This is why this year I decided to start speaking up and answering questions about waist training, tightlacing and corset wear – because I’ve been in this industry long enough to know a bit about corsets, I choose my words wisely, and I always keep a record of what I say and write.
A few days ago Emma Reynolds, writer for News. Com. Au, contacted me wanting to know more about the difference between waist training and tightlacing (which was still confused in their final piece). Of course, at the time I was contacted, I was never given any hint that the article would have a negative spin, or that my answers would be spliced and creatively paraphrased, or that the photos of some of my friends would be used without consent to be treated as side show attractions.
Since I didn’t sign any NDA, I presume that it’s fair to post the questions presented to me by Reynolds, and my unabridged responses to the Australian news source, which were deliberately made extremely detailed, with an emphasis on listening to one’s body, being monitored by a doctor, and the community being body positive as a whole.
This is a long and winding story, but my initial goal was not to tightlace. I simply enjoyed making corsets for cosplay and re-enactment purposes, and later for back support when I was working up to 16 hours at a time. When I discovered that I was very comfortable wearing a corset for several hours at a time/ several days a week, I became interested in waist training and learned about the process through Ann Grogan of Romantasy. I think of it as a form of sport or slow, long-term body modification that can be varied, changed or reversed as one desires. Many people train in order to achieve a certain waist circumference or silhouette when not wearing the corset. However, my end goal was simply being able to close a size 20″ corset, I had no expectations for how I wanted my bare waist to look.
Why is it different/better than waist training?
Waist training is wearing a genuine corset for long durations (months or years) with some kind of end goal in mind, like closing a specific size corset or reducing the size of your natural waist. It’s worth noting that within the corset community, the use of latex or neoprene fajas is not waist training in the traditional sense.
Tightlacing is simply wearing a corset that is notably smaller than your natural waist. For some people, a tightlacing corset is at least 4 inches smaller than your natural waist regardless of your starting size – while for other people, they only consider it tightlacing if you reduce at least 20% off your natural waist (which would be 6 inches reduction if you have a size 30″ natural waist, 8 inches if you have a size 40″ waist, and so on). Yet others will say “if the corset feels snug to the point that it’s challenging but not painful, whether that’s with 1 inch reduction or 10 inches, that is tightlacing to the individual.” To this effect, an actress or model that never wears corsets except on set may be considered tightlacing. But what all of them have in common is that with tightlacing you don’t have to set a goal, and you don’t necessarily wear your corset for long durations.

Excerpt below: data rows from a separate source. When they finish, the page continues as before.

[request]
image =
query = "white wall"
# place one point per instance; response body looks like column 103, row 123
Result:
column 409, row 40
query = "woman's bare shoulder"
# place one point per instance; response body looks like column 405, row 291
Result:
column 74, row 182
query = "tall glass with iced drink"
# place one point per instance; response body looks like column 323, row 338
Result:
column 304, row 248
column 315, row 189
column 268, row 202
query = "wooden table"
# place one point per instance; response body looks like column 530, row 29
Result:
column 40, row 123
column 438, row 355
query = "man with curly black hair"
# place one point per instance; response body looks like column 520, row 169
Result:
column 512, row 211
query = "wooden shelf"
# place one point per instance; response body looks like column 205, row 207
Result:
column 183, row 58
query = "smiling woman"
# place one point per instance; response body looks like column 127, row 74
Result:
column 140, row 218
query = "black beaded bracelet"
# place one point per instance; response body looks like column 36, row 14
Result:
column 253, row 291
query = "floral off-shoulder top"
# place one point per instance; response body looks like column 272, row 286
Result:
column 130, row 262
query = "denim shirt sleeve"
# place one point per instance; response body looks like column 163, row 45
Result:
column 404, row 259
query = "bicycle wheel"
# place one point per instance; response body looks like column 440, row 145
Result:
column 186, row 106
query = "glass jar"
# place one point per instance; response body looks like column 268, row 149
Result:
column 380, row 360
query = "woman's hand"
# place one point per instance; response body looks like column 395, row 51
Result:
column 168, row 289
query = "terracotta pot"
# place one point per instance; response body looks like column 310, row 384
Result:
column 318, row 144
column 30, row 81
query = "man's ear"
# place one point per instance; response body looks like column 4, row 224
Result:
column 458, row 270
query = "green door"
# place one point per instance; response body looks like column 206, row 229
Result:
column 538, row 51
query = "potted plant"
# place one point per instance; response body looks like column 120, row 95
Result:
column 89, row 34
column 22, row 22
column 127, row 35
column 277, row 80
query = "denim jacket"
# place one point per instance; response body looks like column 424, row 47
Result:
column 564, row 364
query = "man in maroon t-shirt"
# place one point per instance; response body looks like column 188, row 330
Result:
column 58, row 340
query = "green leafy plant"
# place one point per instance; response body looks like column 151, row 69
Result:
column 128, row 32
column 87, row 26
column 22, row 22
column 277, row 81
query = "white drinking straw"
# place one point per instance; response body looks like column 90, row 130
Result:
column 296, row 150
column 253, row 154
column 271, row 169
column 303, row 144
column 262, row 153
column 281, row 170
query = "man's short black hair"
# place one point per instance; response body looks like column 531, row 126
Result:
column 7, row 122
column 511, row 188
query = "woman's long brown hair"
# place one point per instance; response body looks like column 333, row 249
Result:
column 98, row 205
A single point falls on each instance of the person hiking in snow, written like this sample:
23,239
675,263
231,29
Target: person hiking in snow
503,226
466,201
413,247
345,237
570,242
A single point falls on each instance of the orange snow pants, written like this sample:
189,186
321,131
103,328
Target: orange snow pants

Put more simply, waist training is a goal-oriented process, while tightlacing is simply an action. You can theoretically waist train without tightlacing (if you are wearing your corset at gentle reductions, but consistently enough to see results), and you can tightlace without waist training (wearing your corset with a dramatic reduction, but only on an occasional basis so your natural waist expands back to normal within a few minutes of removing your corset). Some people enjoy tightlacing on a regular basis with no initial goal in mind, but over time they will notice that their waist will be inadvertently trained smaller.
I wouldn’t say that tightlacing is better than waist training. Not everyone can tightlace as easily as others; it tends to be easier for those who have a higher body fat percentage, and according to some, it can be easier for women who have already given birth. It can be a little more challenging for athletes with more muscle tone than average. Of course, I would recommend that one be in good health before they wear a corset, whether it’s for tightlacing, waist training, or otherwise – and that they never lace to the point of pain.
How much does your waist size change and does it last?
My Contour Corset (21 inches) is my most “extreme” looking corset. It’s specifically engineered to be an illusion. In reality it’s slightly larger in the waist than my Puimond corset shown below, but the silhouette makes it look smaller than it really is. My waist is thicker in profile. Even though this corset is one of the most comfortable I own, once I waist trained to reach this goal, I found I preferred a gentler silhouette and less reduction.
When tightlacing, I am able to reduce my natural waist by 6-7 inches in a corset – but be aware that I have been wearing corsets off and on for many years. When I started, I was only able to reduce my waist by 2-3 inches. When I take off the corset, my waist expands back to normal within the hour.
When I was waist training several years ago, in the interest of staying comfortable in my corset for longer durations, I wore my corset on average 4-5 inches smaller than my natural waist, around 5 days a week, and up to 8-12 hours a day. The body responds best with consistency, so over several months even with this (relatively) lighter reduction, my natural waist went from 29 inches to around 26.5 inches out of the corset (even if I hadn’t worn my corset in days), and I was comfortably wearing my corset at 22″ while waist training. If I then chose to tightlace, I was able to wear my corset at 20″ for shorter durations (a couple of hours at a time) once my body was warmed up. Once I achieved this goal, I realized that it was more extreme in silhouette than I preferred, which is why I chose to back off and now I wear my corset closer to 22-24 inches, which I feel is more proportional to the rest of my frame while still lending a retro silhouette.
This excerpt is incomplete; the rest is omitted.